Проваливаюсь в вязкое небытие, с ужасом осознавая, что тело не слушается меня…
Яркий свет вспыхивает так неожиданно, что я зажмуриваюсь от острой рези. Откуда здесь столько искусственного, ослепляющего света? Из-за выступивших слез картинка над головой кажется размытой. Похоже, я в больничной палате.
– Рома, ну как я утаю это от Богдаши? – Голос мамы слышится совсем рядом. Набираю в легкие побольше воздуха, но вместо ответа натужно сглатываю – боль словно лезвием пронзает горло.
– Зоя, а зачем Богдану знать, что его некогда любимая невеста – циничная дрянь? Они расстались, слава богу… Надеюсь, она не станет гадить этой девочке… как ее? – «Ничего себе, и отец здесь!»
– Алиса ее зовут, – протягивает мама. – А я уверена, что будет, Ром. Аллочка как увидела картины, развешанные по стенам СТО, начала их фотографировать, что-то выспрашивать у Ларисы Васильевны… Она девчонку еле в чувство привела, представляешь? Говорит, мол, Богдан в аварию попал, лежит в реанимации, не дышит, о чем ты думаешь? – Мама замолкает, а затем громко всхлипывает. – Алла не ушла, пока не выяснила все про эту затею. Богдаша же помочь хотел… – Мама сморкается и тихонько охает.
– Да-а… Ну, дела. А Лариса тоже хороша, неужели не могла выгнать эту девицу взашей! – цедит отец сквозь зубы. Боковым зрением вижу его размытый силуэт, темнеющий на фоне белой стены. – Зоя, ты из-за этого расстроилась?
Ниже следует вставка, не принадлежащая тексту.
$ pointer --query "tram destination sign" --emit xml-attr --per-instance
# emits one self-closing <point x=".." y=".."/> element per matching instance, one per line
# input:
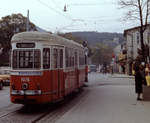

Да ладно тебе…
– Нет, – всхлипывает мама.
Я слышу шаги отца, звук льющейся из крана воды.
– Выпей-ка, успокойся. Нам парня вылечить нужно, на ноги поднять!
– Ром, я не могу поверить, что мать может пожелать такое! – Голос мамы дрожит, как натянутая тетива. – У меня в голове не укладывается, – мама шумно глотает и со стуком опускает стакан на тумбочку. – Римма сыпала проклятиями, злорадствовала… Они радовались, понимаешь? Радовались, как она выразилась, справедливому возмездию обидчику их дочери.
Я не могу больше молчать и просто слушать. Часто моргаю, адаптируясь к свету, и хриплю изо всех сил, превозмогая боль:
– Маа…
– Богдаша… Богдан, сыночек! Рома, вызови срочно врача! – Мама отбрасывает стул и припадает ко мне. Цепляю мимолетный взгляд отца – сочувствующий, перепуганный. Он выбегает из палаты, громко хлопнув дверью.
– Мама… Что со мной…
– Сыночек, Богдаша мой, – горячие слезы опаляют кожу на груди. Мама гладит мою голову, щеки, плечи. Поднимаю руки в ответном объятии, только сейчас замечая торчащие из локтя спицы.
– Черт…
– Богдан, ты помнишь что-нибудь, сынок?
– Я торопился к Алисе, – слова напоминают глухое бульканье. – Мама, почему так сильно болит горло?
– Тебя сегодня сняли с аппарата ИВЛ, сынок.
– Сегодня? Сколько я так пролежал? – Я облегченно вздыхаю, пошевеливая пальцами ног. Правое бедро заковано в гипс.
– Два дня. Сынок, может, нужно позвонить Алисе? Давай я свяжусь с Мирославчиком… Твой телефон сгорел, Богдан. И Бэн сгорел дотла, – добавляет чуть слышно.
– Даже не думай, мам. Для Алисы очень важна экспедиция, не стоит ее срывать. Она узнает все, когда вернется, – делаю вид, что пропустил ее слова про Бэна мимо ушей.
– Хорошо, сыночек. И ты ничего не скажешь…
– Мам, я слышал про Аллу. И про Римму Сергеевну. Я не хочу больше ничего знать о них. Никогда. Ты понимаешь меня?
– Хорошо, родной.
– Богдан Романович, с возвращением! – В дверном проеме палаты появляются отец и мужчина в белом халате, по всей видимости, мой лечащий врач.